De Dag van de Lightrail
Toespraak | 29-01-2009 | Utrecht | De directeur-generaal Mobiliteit
Siebe Riedstra
Alleen de uitgesproken tekst geldt.
Dames en heren,
Tineke Huizinga heeft me gevraagd u over te brengen hoe jammer ze het
vindt dat ze vandaag niet bij u kan zijn. Ze heeft op dit moment een
overleg in de Tweede Kamer, en de Kamer gaat - zoals u weet - altijd
voor. Als directeur-generaal Mobiliteit mag ik haar vervangen. En ik
doe dat met zeer veel plezier.
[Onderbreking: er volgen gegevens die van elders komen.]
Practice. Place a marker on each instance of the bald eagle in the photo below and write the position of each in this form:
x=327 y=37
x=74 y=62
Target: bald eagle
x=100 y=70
Tram, sneltram, metro en lichte trein
(samen: lightrail) spelen een stevige rol in ons totale
vervoerssysteem. Het is goed om samen te kijken naar de mogelijkheden
van lightrail nú en in de toekomst.
De tram heeft in ons land een lange traditie. De eerste tram in
Nederland reed in 1864. Dat was een paardentram tussen Den Haag en
Scheveningen.
De eerste elektrische trams in Nederland dateren van 1899. Die reden
tussen Haarlem en Zandvoort. Vanaf 1924 reden in Noord- en
Zuid-Holland de befaamde Blauwe Trams - lichte treinen bijna - die een
flink aantal steden en dorpen met elkaar verbonden.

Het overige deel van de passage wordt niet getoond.